Pentamers are currently used in research by academia, industry and clinicians, and research using pentamers has appeared in the international media on several occasions.

=== MHC Dextramer^{®} ===
A form of MHC multimer developed and trademarked by the Danish biotechnology company, Immudex in 2002. Dextramer reagents are fluorescently labeled with FITC, PE or APC, and contain MHC molecules attached to a dextran backbone, which are used to detect antigen-specific T-cells in fluid cells and solid tissue samples using flow cytometry. These T-cells contain T-cell receptors (TCR) that recognize a specific MHC-peptide complex displayed on the surface of antigen presenting cells allowing for detection, isolation, and quantification of these specific T-cell populations due to an improved signal-to-noise ratio not present in prior generations of multimers.

Dextramer^{®} reagents have been developed with a larger number of MHC-peptides for various human, mouse, and rhesus macaque genes involved in diseases including but not limited to: cancer, HIV, Epstein–Barr virus (EBV), cytomegalovirus (CMV), LCMV, human papillomavirus (HPV), BK polyomavirus, HTLV, hepatitis, mycobacterium, and graft-versus-host disease.
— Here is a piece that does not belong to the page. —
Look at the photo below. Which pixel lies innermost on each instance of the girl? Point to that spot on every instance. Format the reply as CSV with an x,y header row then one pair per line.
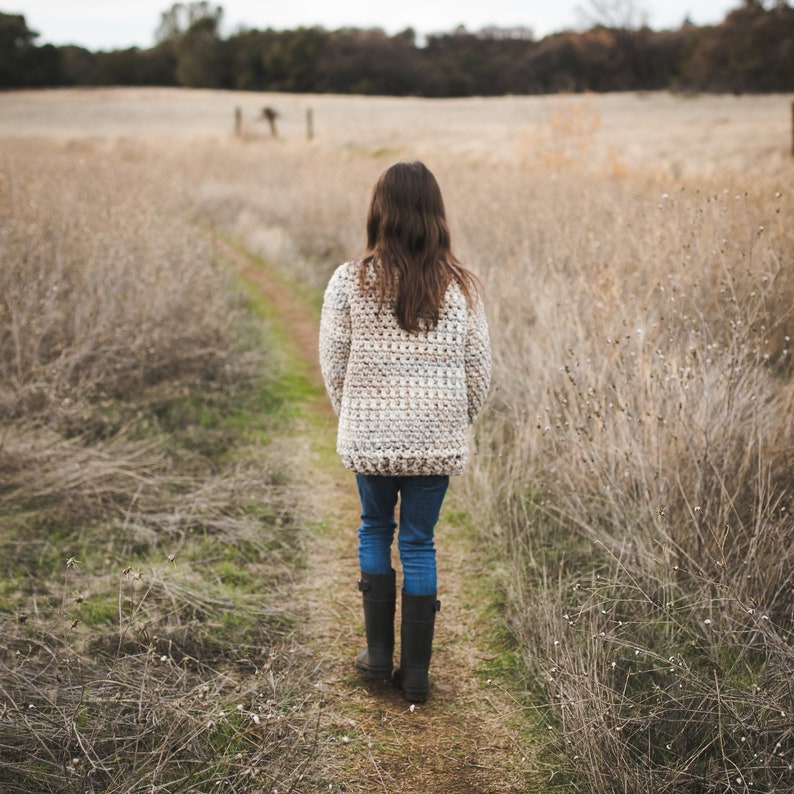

Dextramer technology is currently used in academic and clinical research due to their increased specificity and binding affinity, which allows for increased avidity for specific T-cells and enhances staining intensity. This advantage is a result of the increased ability of Dextramers to bind multiple times to a single T-cell, improving the stability of this interaction as compared with other multimer technologies such as pentamers and tetramers. Further applications include the ability to isolate antigen specific T-cell populations as well as in situ detection using immunohistochemistry (IHC) for various disease states (e.g. solid tumors). These reagents are therefore important for future drug and vaccine development.

Immudex developed a CMV Dextramer^{®} assay for exploratory detection and quantification of CD8+ T-cells in blood samples, covering a broad range of epitopes to assist with screening and monitoring CMV progression in future clinical settings. MHC Dextramer^{®} reagents are available with MHC class I and MHC class II molecules.